The panel contained predominantly small-seeded Mesoamerican genotypes (70.2%). These accessions (85) consisted of navy (57), black (12), pinto (9), small red (4), and great northern (1) market classes. In addition, there were 34 large-seeded Andean accessions, mainly from cranberry (10), dark red kidney (8), light-red kidney (5), white kidney (3), and yellow (3) market classes. Based on the seed phenotype, nine genotypes did not belong to any of the bean market classes typically grown in North America. Two genotypes were from the Bat93 (Mesoamerican) x Jalo EEP558 (Andean) cross (Supplementary Table S1, Supplementary Figure S1).

2.2 Phenotyping

2.2.1 Field evaluation

The AYD_AM panel was evaluated for yield and a number of yield-related traits at the University of Guelph, Elora [ERS; 43°39′N, 80°25′W; 2,680 crop heat units (CPU) (Brown, 1993), London loam soil] and Woodstock, Ontario (WRS; 43°08′N, 80°46′W; 2,890 CHU, Guelph loam soil [Voisey, 1971]) research stations in 2015 and 2016. In both years, the previous crop was alfalfa at the ERS. At the WRS, the first year planting followed winter wheat and the second year (2016) planting followed corn. The 121 entry trials were conducted using a square (11 × 11) lattice design with four replications. The entries were planted in four-row plots with a distance of 0.50 m between plots. The rows were 1.9 m long and spaced 0.36 m apart. The experiments were machine-planted on 28 May 2015 at the WRS and on 22 June 2015 at the ERS. The plots were combine-harvested on 24 September 2015 at the WRS and on 26 October 2015 at the ERS. In 2016, the experiments were machine-planted on 27 May 2016 at the WRS and on 3 June 2016 at the ERS. The plots were combine-harvested on 14 September 2016 at the WRS and on 4 October 2016 at the ERS. Standardized cultural practices were performed in all trials as needed.

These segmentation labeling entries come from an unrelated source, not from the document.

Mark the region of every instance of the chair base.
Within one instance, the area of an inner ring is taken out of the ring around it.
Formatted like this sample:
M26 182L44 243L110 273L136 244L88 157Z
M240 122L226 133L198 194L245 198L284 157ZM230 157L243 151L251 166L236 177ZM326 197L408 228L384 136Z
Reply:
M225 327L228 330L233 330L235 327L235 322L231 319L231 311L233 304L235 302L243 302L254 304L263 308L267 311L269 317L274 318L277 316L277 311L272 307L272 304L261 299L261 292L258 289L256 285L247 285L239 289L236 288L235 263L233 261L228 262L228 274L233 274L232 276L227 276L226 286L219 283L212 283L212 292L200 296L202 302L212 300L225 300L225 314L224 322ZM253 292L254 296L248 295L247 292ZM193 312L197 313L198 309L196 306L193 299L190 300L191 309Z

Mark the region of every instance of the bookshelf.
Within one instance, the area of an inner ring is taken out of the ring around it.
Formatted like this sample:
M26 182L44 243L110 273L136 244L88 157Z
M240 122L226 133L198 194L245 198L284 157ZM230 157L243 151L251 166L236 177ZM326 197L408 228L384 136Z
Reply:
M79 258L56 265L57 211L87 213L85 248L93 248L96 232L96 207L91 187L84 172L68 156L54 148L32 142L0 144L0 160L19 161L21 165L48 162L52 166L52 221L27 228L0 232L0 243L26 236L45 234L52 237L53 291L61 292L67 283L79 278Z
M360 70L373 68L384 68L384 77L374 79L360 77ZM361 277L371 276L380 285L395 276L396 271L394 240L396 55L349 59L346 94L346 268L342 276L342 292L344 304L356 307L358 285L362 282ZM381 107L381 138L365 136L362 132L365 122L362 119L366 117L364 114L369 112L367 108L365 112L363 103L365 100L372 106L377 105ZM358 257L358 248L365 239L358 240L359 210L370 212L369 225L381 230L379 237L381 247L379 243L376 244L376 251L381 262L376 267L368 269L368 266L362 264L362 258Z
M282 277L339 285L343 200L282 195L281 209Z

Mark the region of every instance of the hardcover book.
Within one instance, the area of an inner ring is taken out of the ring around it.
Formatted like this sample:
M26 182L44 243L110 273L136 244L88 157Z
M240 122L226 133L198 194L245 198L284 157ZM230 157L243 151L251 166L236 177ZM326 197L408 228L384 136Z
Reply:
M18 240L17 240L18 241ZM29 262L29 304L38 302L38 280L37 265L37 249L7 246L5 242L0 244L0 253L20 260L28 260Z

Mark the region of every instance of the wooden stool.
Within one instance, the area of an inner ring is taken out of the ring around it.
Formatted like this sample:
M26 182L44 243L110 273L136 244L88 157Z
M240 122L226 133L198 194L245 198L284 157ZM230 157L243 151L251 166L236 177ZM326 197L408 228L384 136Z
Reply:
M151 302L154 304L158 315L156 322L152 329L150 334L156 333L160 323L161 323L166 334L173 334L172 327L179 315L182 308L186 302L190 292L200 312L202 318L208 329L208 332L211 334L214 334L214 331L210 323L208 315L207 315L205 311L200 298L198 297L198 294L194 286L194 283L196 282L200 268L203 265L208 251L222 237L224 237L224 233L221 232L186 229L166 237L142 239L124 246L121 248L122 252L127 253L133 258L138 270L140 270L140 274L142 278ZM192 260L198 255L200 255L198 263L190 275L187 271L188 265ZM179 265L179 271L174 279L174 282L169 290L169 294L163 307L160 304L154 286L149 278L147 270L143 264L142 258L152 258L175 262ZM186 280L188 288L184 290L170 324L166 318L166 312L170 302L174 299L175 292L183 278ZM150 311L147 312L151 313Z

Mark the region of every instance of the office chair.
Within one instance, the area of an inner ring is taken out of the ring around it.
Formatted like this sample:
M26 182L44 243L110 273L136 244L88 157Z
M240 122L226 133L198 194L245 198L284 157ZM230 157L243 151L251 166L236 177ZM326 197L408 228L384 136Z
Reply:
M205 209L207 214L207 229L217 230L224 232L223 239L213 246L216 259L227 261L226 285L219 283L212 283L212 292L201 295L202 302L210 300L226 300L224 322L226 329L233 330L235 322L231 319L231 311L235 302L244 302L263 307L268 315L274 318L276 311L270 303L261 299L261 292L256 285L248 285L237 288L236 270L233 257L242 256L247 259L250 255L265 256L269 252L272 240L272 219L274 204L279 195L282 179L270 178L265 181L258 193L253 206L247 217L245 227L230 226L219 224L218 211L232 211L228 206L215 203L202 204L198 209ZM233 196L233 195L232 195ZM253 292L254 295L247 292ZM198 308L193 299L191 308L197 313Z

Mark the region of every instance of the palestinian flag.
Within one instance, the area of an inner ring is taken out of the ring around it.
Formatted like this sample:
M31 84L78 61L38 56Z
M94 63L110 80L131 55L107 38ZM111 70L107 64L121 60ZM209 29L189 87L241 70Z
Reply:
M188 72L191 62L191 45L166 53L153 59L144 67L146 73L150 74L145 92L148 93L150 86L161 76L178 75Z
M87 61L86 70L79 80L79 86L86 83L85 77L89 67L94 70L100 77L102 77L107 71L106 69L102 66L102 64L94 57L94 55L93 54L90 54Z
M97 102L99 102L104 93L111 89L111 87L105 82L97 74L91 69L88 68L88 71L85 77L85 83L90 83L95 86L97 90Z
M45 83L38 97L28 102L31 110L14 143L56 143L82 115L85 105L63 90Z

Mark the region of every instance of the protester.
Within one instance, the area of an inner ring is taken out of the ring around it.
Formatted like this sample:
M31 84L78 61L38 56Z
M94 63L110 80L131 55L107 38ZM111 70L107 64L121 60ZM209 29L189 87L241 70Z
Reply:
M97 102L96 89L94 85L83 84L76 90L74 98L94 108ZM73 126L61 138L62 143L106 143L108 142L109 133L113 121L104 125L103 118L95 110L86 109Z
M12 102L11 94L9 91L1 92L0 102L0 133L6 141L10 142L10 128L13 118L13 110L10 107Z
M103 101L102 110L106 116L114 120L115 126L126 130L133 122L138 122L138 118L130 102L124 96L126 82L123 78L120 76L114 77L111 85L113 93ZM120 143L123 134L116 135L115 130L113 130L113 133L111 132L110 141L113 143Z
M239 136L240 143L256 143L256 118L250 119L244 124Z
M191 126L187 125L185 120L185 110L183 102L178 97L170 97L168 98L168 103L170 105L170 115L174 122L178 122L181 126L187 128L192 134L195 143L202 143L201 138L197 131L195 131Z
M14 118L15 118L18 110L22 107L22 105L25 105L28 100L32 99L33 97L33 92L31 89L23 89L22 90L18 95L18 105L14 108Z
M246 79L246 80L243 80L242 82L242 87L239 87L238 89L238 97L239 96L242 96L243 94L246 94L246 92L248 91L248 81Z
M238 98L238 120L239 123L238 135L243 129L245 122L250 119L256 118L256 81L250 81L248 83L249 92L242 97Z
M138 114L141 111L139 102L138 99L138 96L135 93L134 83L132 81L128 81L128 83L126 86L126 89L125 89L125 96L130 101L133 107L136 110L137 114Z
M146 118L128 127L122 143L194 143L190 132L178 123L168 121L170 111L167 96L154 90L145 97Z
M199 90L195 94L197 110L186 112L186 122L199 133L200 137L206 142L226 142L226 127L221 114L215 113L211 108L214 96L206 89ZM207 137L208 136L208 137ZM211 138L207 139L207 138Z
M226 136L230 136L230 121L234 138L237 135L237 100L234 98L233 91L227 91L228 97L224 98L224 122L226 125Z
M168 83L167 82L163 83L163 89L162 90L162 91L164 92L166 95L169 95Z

2.2.1.1 Conventional in-field data collection

Flowering (days to flowering, DF) was measured as the number of days from planting to 50% of the plants in the plot with at least one flower fully opened. Maturity (days to maturity, DM) was calculated as the number of days from planting to 95% of the plants in the plot at physiological maturity. Plant height (PH) in centimeter was determined after flowering as the height of the plant from the soil surface to the tip of the main stem. Seed weight (SW) was measured as the weight of 100 randomly selected threshed seeds (g) and adjusted to 18% moisture content. Yield (YD) was determined as the seed weight measured for each plot in kg ha^-1 and adjusted to 18% moisture content. Harvestability (HR) was determined as the standability of plants in a plot at maturity (in 2016 only) using a scale of 1–5 (1, erect plants suitable for machine harvesting; 5, prostrate plants not suitable for combine harvesting).

2.2.1.2 Derived traits

The reproductive period (RP, days) was calculated as the difference between days to maturity and days to flowering (RP = DM–DF; Scully and Wallace, 1990; Orf et al., 1999). The seed growth rate (SGR) was estimated as the ratio between the measured yield and derived reproductive period (SGR = YD/RP) and expressed in kg ha^-1 day^-1 (Scully and Wallace, 1990). Yield gain per day (YGD) was estimated as the ratio between yield and maturity (YGD = YD/DM) and expressed in kg day^-1 ha^-1 (Scully and Wallace, 1990). Yield per unit of height (YDH) was calculated as the yield-to-height ratio (YDH = YD/HT) and expressed in kg ha^-1 cm^-1 (Orf et al., 1999). High YDH values are obtained from short plants with high yields. Seed number (SN) was estimated as the yield-to-seed weight ratio (SN = YD/SW) and expressed as seed number x 10⁶ seeds ha^-1 (Orf et al., 1999). Yield per unit of harvestability was calculated as yield divided by harvestability score (YDHR = YD/HR) and expressed in kg ha^-1. High YDHR values are obtained from plants with high yields and suitable for combine harvesting (low harvestability scores).

2.2.1.3 CBB inoculation and rating

Plants were grown in the CBB nursery at the Agriculture and Agri-Food Canada Research and Development Centre in Harrow, Ontario, in 2015 and 2016. Entries were planted following a lattice design, with two replications, into hill plots, which contained seven plants. The bacterial inoculum was prepared with two strains of X. campestris pv. phaseoli (strains 18 and 98) and two strains of X. fuscans subsp. fuscans (strains 12 and 118), following a modified protocol outlined in Yu et al. (2000a). Inoculation was performed twice, five and again six weeks after after planting. Plots were inoculated with a bacterial culture suspended in deionized water using a high-pressure sprayer which injures the leaf canopy as it sprays the plant with the inoculum, thus allowing for bacterial infection of the leaf tissue. The sprayer was pulled at a rate of 3 km h^-1, and the inoculum was sprayed at a pressure of 200 psi. The plots were irrigated twice a week from the point of first inoculation until rating to maintain high humidity and promote bacterial growth.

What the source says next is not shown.